И потому старые времена волнуют душу так приятно. И этим временам, этим ушедшим дням счастья открыто всё сердце. Образ каждого человека, даже промелькнувшего в той прежней жизни, волнует и греет, и к этим воспоминаниям все время возвращаюсь — просто не вылезаю из них.

Горовиц, гениальный пианист, когда он приезжал в Москву в 86-м году, на вопрос корреспондента, кто повлиял на него как музыканта, к удивлению спрашивавших, не назвал ни одного музыкального имени, а стал перечислять каких-то плотников, рыбаков, пекарей… Для него, гения музыки, было важно, кто сформировал его как личность. И именно там, где начинался он как личность, там начинался он и как божественный пианист.

Думаю, каждый из нас, необязательно только Горовиц, может сказать, кто повлиял на нас, на наше мировоззрение, в конечном итоге на наши мысли и чувства, во времена далёко ушедшего прошлого.

Среди многих людей, перед которыми я всегда в долгу, я вспоминаю Сашу Тарасова.
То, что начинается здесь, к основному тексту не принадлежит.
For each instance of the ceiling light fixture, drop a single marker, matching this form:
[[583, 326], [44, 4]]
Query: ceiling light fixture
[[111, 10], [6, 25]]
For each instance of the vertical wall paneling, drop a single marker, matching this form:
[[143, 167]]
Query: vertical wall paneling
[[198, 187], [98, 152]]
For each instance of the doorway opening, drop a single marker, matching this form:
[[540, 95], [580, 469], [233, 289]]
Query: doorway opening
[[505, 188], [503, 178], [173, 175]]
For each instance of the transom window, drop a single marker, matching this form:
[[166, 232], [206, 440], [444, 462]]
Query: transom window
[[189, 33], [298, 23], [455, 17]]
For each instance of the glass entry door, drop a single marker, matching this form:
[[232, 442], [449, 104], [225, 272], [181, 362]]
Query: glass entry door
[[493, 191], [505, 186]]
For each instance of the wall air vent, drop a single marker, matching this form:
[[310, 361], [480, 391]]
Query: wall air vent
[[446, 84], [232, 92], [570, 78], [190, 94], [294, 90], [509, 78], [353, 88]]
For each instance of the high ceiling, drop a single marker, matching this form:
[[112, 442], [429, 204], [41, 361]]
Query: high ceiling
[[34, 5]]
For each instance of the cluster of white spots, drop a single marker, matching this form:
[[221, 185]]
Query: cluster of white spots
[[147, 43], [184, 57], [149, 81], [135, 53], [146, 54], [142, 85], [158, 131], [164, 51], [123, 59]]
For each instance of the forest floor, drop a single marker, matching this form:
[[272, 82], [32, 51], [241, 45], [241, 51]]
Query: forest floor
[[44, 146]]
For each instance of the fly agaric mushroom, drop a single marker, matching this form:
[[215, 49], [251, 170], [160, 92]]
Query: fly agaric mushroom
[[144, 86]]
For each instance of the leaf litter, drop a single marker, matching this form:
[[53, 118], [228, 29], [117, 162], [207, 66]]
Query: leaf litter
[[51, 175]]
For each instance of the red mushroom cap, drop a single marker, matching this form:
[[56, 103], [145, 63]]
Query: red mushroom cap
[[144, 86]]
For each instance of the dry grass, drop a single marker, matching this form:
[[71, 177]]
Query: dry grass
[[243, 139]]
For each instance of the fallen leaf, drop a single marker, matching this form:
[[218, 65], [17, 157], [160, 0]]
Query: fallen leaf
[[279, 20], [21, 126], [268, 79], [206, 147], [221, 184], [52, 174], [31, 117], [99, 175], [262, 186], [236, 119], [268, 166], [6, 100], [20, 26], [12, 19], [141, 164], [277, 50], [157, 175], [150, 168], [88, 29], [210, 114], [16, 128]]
Один мой друг и Сашкин тоже не так давно написал мне о том, что такой доброты, как у Сашки, он никогда не видел. Если бы мне довелось подписаться под этими словами, то я бы сразу схватил перо. Эти слова о Сашке, как мы всегда его звали, окрылили меня на то, чтобы засесть за компьютер и начать вспоминать. Вспоминать Сашку Тарасова.

Не будучи слишком религиозным, я уверен, что он уже знает, что пишу о нём, и каким-то жестом, прислушиваясь к моим словам, характерным жестом, закуривает сигаретку. И говорит мне, «ну что, друг, на посошок?» И пьём с ним, не закусывая.

Вообще-то, если придерживаться точных дат, я повстречал Сашу в январе 57-го года, когда играл в клубе на Гоголевском в первенстве Москвы среди мальчиков. То был навсегда запомнившийся турнир. Я не говорю о том, что в нём была сыграна моя партия с Серёжей Розенбергом, которую старое поколение шахматистов ещё помнит с такой ясностью.

А вот другое не знает никто. К последнему туру — игралось 10 туров — я заболел, простудился, температурил, и мама не хотела меня отпускать на игру. Мы жили совсем близко от клуба на Большой Молчановке, там, где стоит Дом Книги, около церквушки, и до клуба мне было шагать минут восемь. Мама категорически противилась тому, чтобы я шёл на игру. А я рвался в бой — так хотелось играть, так хотелось выиграть! Возможно потому, что я в том турнире играл весьма средненько. Я переломил маму. Она проводила меня до клуба. Внутрь она не вошла, всегда была страшно стеснительной.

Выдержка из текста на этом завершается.